In the first part of our blog series on the topic of BCDR - the emergency data centre from the cloud, we introduced you to the "Azure Site Recovery" service and its advantages. In the second part, we will show you the first steps for using the service and give you tips and tricks along the way.
As part of your BCDR strategy, you should start by defining your desired RPOs and RTOs for your business applications. Here, it is actually advisable to assess the impact for each individual business application and divide RPOs and RTOs into different classes. The corresponding classes should then contain different target values for the RPOs and RTOs. If you generalise, there is a great danger that you will build up unnecessarily expensive BCDR strategies here.
Good preparation often determines the success or failure of projects. For preparation when using the "Azure Site Recovery" service, you should at least check the following points:
For the services to function, it goes without saying that data must be exchanged. Accordingly, there are requirements for your network requirements.
The data transport takes place via port 9443 and the orchestration via port 443. Furthermore, you should make sure that the configuration server in VMware gets the NIC type VMXNET3.
Of course, a wide variety of URL releases are also necessary. These can be found in the documentation of the service.
This link will provide you with further information on the provision of a configuration server.
If you are not the subscription administrator of your Azure environment, you should ensure that you have at least the following roles:
· Virtual Machine Contributor
· Site Recovery Contributor
After these preparations, you should have done the most necessary to start with the first steps.
To get started with the setup, first create a Recovery Services Vault.

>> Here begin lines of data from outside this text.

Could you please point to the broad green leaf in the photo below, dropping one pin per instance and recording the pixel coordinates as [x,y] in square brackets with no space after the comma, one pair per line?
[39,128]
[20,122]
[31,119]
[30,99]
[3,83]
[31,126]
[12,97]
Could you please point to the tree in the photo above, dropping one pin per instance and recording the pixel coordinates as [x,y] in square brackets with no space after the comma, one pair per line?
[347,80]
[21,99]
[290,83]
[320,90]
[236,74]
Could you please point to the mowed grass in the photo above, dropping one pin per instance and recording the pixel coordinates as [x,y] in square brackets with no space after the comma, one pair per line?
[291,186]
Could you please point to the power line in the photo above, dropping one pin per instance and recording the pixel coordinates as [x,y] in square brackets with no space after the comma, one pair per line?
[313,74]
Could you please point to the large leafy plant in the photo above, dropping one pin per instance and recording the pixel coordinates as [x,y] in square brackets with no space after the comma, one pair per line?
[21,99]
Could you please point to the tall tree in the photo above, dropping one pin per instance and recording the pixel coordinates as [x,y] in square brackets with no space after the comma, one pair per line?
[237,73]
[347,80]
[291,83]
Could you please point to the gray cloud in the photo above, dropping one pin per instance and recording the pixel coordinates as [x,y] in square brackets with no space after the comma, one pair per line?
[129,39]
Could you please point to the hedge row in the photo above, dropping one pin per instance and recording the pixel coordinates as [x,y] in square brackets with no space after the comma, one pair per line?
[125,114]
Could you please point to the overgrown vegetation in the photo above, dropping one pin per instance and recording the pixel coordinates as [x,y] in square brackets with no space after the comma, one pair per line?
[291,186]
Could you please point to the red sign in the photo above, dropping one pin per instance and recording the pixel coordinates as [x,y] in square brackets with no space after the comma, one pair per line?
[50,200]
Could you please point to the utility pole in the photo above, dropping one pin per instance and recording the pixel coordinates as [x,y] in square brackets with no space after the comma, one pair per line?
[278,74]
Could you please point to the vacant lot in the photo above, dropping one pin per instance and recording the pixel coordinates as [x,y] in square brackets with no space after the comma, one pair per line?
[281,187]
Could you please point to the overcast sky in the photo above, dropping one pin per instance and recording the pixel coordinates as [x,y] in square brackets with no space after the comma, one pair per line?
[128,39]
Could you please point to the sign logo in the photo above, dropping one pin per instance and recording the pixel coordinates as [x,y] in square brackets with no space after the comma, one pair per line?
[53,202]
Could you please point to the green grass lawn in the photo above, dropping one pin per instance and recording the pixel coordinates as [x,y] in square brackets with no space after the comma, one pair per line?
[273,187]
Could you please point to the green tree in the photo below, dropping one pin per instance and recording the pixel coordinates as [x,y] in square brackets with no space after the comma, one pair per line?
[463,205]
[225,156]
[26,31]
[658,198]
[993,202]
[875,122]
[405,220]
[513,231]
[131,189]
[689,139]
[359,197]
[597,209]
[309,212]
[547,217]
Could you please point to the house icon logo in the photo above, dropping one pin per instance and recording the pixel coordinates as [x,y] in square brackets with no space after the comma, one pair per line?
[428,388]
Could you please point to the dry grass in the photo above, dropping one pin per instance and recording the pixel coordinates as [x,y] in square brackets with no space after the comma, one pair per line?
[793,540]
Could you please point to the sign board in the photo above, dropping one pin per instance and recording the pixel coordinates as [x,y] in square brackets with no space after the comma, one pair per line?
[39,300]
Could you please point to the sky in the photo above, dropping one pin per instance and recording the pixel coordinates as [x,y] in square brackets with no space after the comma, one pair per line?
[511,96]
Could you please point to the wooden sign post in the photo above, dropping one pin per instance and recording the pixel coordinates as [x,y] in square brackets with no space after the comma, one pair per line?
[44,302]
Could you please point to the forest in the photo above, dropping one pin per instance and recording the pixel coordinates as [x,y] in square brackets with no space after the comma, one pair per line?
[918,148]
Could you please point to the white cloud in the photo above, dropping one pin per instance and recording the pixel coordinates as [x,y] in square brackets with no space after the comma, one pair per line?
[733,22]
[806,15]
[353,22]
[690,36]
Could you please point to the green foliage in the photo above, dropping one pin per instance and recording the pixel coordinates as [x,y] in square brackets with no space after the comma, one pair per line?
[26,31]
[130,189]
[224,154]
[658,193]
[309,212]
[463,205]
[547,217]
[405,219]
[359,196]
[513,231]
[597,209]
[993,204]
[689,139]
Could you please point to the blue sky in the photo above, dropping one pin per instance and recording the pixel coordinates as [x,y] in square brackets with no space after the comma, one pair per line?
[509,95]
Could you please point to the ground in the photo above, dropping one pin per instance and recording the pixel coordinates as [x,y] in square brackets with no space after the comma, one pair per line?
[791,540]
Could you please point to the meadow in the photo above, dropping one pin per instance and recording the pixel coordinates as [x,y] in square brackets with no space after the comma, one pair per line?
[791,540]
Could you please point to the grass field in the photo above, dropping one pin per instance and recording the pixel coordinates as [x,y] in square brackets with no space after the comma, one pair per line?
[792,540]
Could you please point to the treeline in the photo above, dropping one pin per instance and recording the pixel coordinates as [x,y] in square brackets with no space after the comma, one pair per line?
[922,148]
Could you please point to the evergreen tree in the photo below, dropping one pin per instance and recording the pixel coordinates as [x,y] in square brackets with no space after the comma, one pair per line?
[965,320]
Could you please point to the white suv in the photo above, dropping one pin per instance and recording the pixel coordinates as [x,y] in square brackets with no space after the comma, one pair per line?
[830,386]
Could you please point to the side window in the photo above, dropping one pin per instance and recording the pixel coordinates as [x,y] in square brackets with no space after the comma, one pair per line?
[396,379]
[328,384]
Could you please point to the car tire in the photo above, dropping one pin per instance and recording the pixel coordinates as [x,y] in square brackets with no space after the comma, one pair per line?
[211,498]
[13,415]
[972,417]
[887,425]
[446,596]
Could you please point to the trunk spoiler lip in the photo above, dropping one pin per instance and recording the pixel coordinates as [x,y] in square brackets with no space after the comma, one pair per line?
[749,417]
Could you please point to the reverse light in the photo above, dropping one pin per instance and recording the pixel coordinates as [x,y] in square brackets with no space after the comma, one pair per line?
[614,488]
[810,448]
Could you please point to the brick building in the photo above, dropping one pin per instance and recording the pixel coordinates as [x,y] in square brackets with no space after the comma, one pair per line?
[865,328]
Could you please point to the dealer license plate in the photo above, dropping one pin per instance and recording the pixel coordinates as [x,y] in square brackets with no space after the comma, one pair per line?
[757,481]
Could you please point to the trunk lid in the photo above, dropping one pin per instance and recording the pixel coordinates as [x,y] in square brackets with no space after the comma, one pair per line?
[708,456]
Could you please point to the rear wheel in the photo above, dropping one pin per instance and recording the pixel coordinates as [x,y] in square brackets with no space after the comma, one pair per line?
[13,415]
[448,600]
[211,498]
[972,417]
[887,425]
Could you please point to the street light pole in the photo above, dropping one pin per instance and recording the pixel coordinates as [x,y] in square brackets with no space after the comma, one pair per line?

When creating it, select your subscription and either create a dedicated resource group or use an existing one. The last thing you need to do is decide on a region. Furthermore, you need a virtual Azure network. It is recommended that you select the same parameters (subscription, resource group, region) as in the previous step.
"Azure Site Recovery" requires at least one account with read permission on your VMWare environment to be able to automatically detect the virtual machines.For the orchestration of replication, failover and failback, the Azure Site Recovery Service also requires permission to perform operations such as creating and removing disks, as well as powering on virtual machines.It is recommended to have an extra account at vCenter level with the appropriate name for this.
The corresponding necessary permissions can be found in this table.
The so-called mobility service must be installed on all (virtual) servers that you want to replicate. The easiest way to do this is via a push installation. This can be done when activating "Azure Site Recovery" for the servers.You need a correspondingly authorised user for this.You have the choice of using a domain user, which can then perform this accordingly on all domain servers, or you use individual local users.
A corresponding superuser must be created for virtual Linux computers.
Once you have made all the previous preparations, you can now start and install the necessary servers that will secure your environment in the future.
Depending on which hypervisor you use or whether you also or exclusively want to secure physical servers, the architectures for disaster recovery differ.
The following graphic shows the Microsoft reference architecture for the recovery of VMWare machines and physical servers.
The configuration server (purple) coordinates the communication between the local environment and Azure and manages the data replication.
The process server (orange), which is often installed on the configuration server by default, receives the replication data, optimises it by caching, compresses and encrypts it and sends it to the Azure storage. Furthermore, the server is responsible for installing the "Azure Site Recovery" mobility services on the virtual machines you want to replicate. In addition, it performs an automatic discovery on local computers. Depending on the size of your environment, it is recommended to install several process servers to handle larger amounts of replication traffic.
The master target server (green), which is also installed on the configuration server by default, processes the replication data during a failback of Azure. As with the process server, another master target server should be used in larger environments.
To find the optimal disaster recovery architecture, Microsoft provides good support with the Azure Site Recovery deployment planner.
An OVA file for the deployment of the different server roles can be found here.
To Summarise
In short, you have now completed all the necessary steps to create an initial failover plan and are thus about to secure your environment. The most important thing here is the routing. As you can see, the effort to set up "Azure Site Recovery" is manageable up to this point. Depending on the complexity of your environment and any "hard" programmed IP addresses within your applications, the effort can increase even with "Azure Site Recovery" in the subsequent activities. Nevertheless, from our point of view, the fast progress and the pure software solutions are definitely on the plus side of this BCDR option and is therefore also our recommendation for you.